Paul Allen in New York, Oct. 15, 2015. Joshua Bright/The New York Times
Allen didn’t slow down after leaving Microsoft. He stayed on the company’s board of directors for several years while establishing his own philanthropic foundation, along with Vulcan, his investment firm.
He bought two professional sports teams: the NBA’s Portland Trail Blazers and the NFL’s Seattle Seahawks. He was involved with both until his death.
“Paul Allen was the ultimate trail blazer,” NBA Commissioner Adam Silver said in a statement, adding that Allen was one of the league’s longest-tenured owners. “He was a valued voice who challenged assumptions and conventional wisdom.”
NFL Commissioner Roger Goodell called him the “driving force” behind keeping the NFL in the Pacific Northwest. In a statement, Goodell said Allen “worked tirelessly alongside our medical advisers to identify new ways to make the game safer and protect our players from unnecessary risk.”
Friends, family and other admirers also praised Allen for his significant philanthropic contributions.
The technologist, who Forbes says was worth $20.3 billion at the time of his death, donated more than $2 billion to charity.

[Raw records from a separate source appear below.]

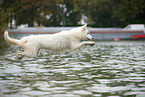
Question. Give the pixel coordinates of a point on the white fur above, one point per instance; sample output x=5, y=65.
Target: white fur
x=59, y=42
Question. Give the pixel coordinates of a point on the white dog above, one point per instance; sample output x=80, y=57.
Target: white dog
x=59, y=42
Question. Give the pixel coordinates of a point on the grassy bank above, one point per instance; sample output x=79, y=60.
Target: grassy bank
x=3, y=43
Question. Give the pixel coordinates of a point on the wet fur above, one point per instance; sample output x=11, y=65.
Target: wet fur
x=59, y=42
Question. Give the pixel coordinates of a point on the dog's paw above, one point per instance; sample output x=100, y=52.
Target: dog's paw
x=19, y=57
x=92, y=43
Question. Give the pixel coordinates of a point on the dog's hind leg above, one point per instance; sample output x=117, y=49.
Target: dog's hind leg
x=79, y=45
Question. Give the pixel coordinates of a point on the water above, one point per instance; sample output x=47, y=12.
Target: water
x=108, y=69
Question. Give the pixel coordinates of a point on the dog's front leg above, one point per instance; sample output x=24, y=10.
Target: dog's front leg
x=79, y=45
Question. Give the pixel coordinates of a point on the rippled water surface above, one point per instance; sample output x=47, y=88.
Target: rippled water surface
x=108, y=69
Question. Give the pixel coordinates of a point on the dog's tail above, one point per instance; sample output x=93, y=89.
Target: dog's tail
x=11, y=40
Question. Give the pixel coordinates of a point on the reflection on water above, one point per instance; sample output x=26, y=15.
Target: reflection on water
x=109, y=68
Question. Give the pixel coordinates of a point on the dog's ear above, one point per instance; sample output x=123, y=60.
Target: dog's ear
x=84, y=27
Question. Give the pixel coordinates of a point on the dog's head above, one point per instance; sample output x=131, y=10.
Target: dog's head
x=85, y=32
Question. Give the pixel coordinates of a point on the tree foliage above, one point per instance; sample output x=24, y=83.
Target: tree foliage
x=97, y=13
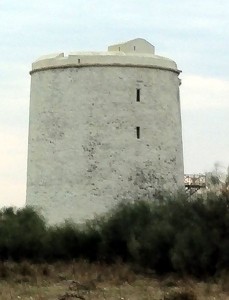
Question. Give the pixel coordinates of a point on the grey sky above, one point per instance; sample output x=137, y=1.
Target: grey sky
x=193, y=33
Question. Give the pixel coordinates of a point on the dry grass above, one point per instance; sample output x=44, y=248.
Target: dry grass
x=82, y=280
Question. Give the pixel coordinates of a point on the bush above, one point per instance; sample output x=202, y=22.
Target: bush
x=173, y=234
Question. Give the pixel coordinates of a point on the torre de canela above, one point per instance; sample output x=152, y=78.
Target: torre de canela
x=104, y=127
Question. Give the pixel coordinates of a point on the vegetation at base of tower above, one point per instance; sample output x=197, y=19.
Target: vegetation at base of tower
x=171, y=234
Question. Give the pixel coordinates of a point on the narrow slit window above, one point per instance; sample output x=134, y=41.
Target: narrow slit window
x=138, y=95
x=138, y=132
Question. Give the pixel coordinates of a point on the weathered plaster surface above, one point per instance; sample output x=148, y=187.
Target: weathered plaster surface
x=84, y=155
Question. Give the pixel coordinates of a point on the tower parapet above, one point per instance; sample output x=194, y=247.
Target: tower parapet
x=104, y=127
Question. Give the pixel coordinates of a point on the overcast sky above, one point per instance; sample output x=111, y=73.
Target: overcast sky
x=192, y=32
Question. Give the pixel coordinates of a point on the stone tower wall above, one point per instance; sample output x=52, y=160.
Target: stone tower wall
x=85, y=154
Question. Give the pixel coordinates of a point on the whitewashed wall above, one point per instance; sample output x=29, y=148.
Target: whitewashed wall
x=84, y=155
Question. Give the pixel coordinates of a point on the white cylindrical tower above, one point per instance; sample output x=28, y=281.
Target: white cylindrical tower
x=104, y=127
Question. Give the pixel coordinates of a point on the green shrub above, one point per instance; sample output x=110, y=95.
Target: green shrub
x=170, y=234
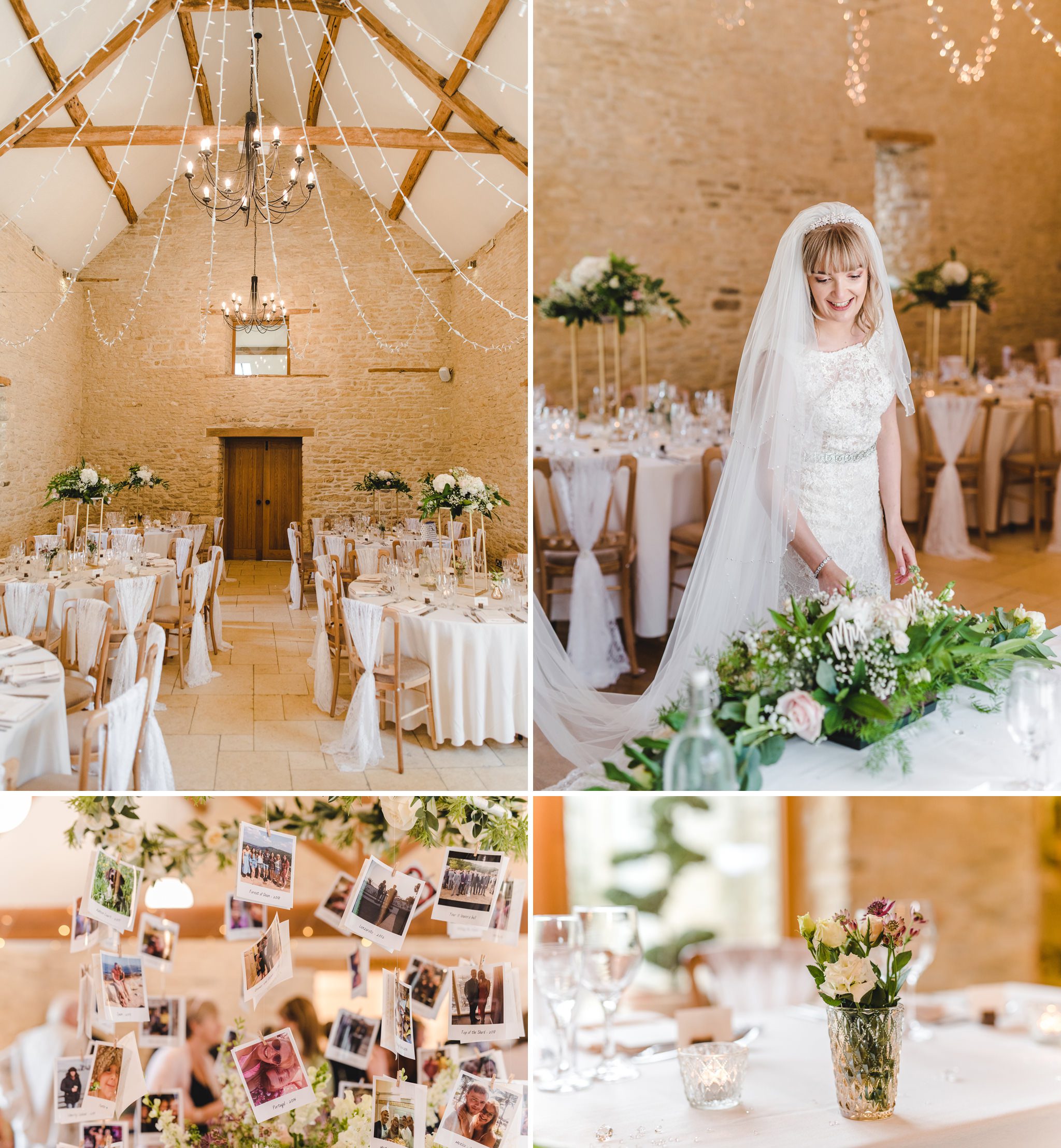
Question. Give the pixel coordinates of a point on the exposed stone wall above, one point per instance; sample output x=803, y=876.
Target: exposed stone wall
x=689, y=148
x=489, y=406
x=40, y=412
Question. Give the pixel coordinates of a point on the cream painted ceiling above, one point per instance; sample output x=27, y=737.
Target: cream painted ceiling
x=62, y=212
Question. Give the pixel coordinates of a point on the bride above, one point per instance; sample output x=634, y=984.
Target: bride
x=810, y=489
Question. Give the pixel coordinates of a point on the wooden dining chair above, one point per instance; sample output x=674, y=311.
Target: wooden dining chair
x=78, y=690
x=972, y=469
x=685, y=538
x=616, y=551
x=177, y=621
x=1034, y=471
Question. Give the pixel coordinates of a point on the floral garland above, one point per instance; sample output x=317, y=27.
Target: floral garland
x=382, y=480
x=141, y=478
x=950, y=281
x=379, y=825
x=82, y=484
x=607, y=287
x=853, y=669
x=457, y=492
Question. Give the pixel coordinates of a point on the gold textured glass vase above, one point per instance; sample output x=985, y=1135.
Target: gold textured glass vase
x=865, y=1045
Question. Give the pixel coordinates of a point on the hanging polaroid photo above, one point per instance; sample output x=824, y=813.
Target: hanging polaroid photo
x=382, y=905
x=274, y=1075
x=351, y=1039
x=428, y=892
x=165, y=1023
x=480, y=1002
x=507, y=914
x=243, y=920
x=334, y=905
x=71, y=1087
x=84, y=931
x=356, y=1088
x=399, y=1114
x=110, y=891
x=149, y=1128
x=108, y=1135
x=396, y=1029
x=157, y=942
x=357, y=966
x=481, y=1060
x=267, y=962
x=428, y=983
x=123, y=988
x=478, y=1112
x=470, y=883
x=265, y=862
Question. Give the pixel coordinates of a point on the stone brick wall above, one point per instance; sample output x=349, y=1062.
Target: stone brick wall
x=689, y=148
x=489, y=408
x=40, y=412
x=151, y=395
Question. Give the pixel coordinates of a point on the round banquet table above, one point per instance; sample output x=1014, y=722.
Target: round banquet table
x=669, y=494
x=971, y=1086
x=39, y=742
x=480, y=671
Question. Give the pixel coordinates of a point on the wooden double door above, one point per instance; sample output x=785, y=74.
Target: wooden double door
x=263, y=495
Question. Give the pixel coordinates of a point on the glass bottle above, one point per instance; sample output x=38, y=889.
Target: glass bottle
x=700, y=757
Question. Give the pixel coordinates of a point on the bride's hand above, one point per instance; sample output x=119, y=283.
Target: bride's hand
x=832, y=579
x=898, y=542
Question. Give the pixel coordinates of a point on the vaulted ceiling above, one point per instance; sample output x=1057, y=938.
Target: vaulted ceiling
x=61, y=196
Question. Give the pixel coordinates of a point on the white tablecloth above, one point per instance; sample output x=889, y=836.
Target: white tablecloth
x=669, y=494
x=480, y=672
x=40, y=742
x=969, y=1086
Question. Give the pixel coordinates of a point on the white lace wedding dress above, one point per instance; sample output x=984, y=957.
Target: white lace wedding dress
x=848, y=392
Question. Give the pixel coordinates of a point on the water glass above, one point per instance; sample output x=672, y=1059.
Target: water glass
x=558, y=961
x=612, y=955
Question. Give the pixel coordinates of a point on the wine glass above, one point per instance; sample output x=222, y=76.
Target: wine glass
x=1031, y=718
x=924, y=949
x=558, y=965
x=612, y=955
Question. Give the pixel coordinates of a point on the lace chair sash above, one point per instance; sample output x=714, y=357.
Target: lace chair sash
x=22, y=603
x=583, y=488
x=200, y=671
x=360, y=745
x=135, y=599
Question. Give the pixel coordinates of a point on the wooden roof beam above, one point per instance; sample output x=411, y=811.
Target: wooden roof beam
x=75, y=108
x=202, y=91
x=485, y=25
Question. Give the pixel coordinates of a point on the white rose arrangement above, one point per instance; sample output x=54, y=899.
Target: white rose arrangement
x=861, y=961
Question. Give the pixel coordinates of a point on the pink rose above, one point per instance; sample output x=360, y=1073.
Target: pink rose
x=803, y=713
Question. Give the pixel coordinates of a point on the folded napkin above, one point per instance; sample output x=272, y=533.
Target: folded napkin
x=22, y=675
x=14, y=708
x=14, y=643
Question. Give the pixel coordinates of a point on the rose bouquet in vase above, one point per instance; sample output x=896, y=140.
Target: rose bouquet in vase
x=859, y=967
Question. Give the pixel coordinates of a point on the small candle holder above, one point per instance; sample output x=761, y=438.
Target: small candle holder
x=1046, y=1024
x=713, y=1074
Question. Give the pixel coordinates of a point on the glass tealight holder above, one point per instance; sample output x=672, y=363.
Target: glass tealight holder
x=713, y=1074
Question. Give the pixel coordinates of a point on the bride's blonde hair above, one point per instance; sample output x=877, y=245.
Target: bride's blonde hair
x=842, y=247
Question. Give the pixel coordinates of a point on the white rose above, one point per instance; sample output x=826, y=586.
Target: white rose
x=1037, y=620
x=829, y=932
x=850, y=975
x=590, y=270
x=398, y=812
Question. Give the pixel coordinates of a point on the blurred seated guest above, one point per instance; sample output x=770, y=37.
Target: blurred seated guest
x=191, y=1068
x=29, y=1116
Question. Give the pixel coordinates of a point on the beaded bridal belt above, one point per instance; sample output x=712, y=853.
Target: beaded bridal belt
x=839, y=456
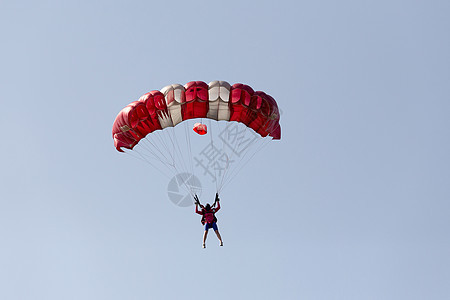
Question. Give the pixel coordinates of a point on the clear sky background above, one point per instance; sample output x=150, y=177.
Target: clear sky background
x=352, y=203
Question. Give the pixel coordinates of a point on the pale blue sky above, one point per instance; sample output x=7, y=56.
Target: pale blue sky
x=352, y=203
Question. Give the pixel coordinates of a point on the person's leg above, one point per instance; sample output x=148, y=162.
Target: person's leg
x=216, y=230
x=205, y=234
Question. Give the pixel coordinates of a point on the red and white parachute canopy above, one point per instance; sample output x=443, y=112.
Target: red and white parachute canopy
x=158, y=111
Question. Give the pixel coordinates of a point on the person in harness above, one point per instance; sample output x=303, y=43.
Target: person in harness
x=208, y=217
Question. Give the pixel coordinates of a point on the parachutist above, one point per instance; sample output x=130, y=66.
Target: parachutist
x=208, y=217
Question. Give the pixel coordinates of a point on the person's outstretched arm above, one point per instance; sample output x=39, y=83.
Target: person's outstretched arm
x=218, y=205
x=197, y=211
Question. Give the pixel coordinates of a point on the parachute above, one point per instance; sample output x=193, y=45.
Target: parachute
x=240, y=122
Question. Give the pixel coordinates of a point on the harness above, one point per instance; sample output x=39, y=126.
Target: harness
x=204, y=212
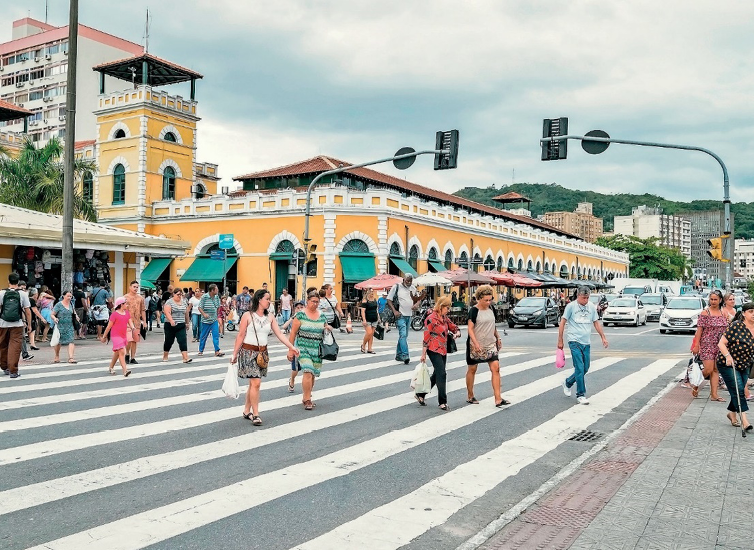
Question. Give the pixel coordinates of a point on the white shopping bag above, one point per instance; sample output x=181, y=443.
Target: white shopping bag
x=420, y=381
x=230, y=385
x=55, y=339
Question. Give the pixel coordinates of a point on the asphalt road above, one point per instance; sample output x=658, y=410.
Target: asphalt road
x=162, y=460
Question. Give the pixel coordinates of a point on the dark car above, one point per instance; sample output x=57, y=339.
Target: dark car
x=535, y=311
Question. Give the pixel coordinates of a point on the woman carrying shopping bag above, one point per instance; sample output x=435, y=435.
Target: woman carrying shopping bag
x=437, y=329
x=250, y=350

He also founded several organizations, including the space transportation company Stratolaunch, the Allen Institute for Artificial Intelligence and another Allen Institute that focuses on bioscience. Vulcan, which he founded, managed his business and philanthropic interests.
“We shared a belief that by exploring space in new ways we can improve life on Earth,” said Virgin Group founder and CEO Richard Branson.
“All of us who had the honor of working with Paul feel inexpressible loss today.” said Vulcan CEO Bill Hilf. “Today we mourn our boss, mentor and friend whose 65 years were too short — and acknowledge the honor it has been to work alongside someone whose life transformed the world.”
Allen was also known for his love of music. In a 2013 interview with Guitar Player, Allen recalled how listening to “Are You Experienced” by the Jimi Hendrix Experience prompted him to start playing guitar.
“That was a life-changing moment,” he told the publication. “I think I was 14 when I heard it. That was just music from another planet.”
In 1995, Allen even loaned money to Hendrix’s family during a legal battle to regain rights to the guitarist’s image and music, The Washington Post reported. He also funded a $100 million museum for music and pop culture in Seattle, now called the Museum of Pop Culture.
Musician and music producer Quincy Jones mourned Allen’s death Monday evening, called him a “dear friend” and “killer guitar player.”
In his later years, Paul Allen took up a number of other projects -— from the charitable to the adventurous.
In 2014, he pledged at least $100 million to help fight the Ebola virus. In 2017, he pledged $30 million to house Seattle’s homeless.
Allen was still finding other ways to leave his mark on the world this year. A team of explorers led by him discovered wreckage in March from the USS Juneau, a World War II cruiser sunk by a Japanese torpedo in 1942.
His efforts to build the world’s largest plane were also recently profiled by Paul Levy, an editor at large at Wired Magazine. Speaking at the WIRED25 conference in San Francisco on Monday, Levy praised Allen’s accomplishments and said he would leave a mark.
“He and his partner Bill Gates [were] instrumental in pushing the needle and helping make all the things happen that we’re talking about today,” Levy said. “His imprint will be on all of us.”
Mark Cuban, the billionaire entrepreneur and owner of the Dallas Mavericks, also tweeted his condolences.
“You were a good man and will be missed,” Cuban said. “Rock and Roll Heaven just got a lot better.”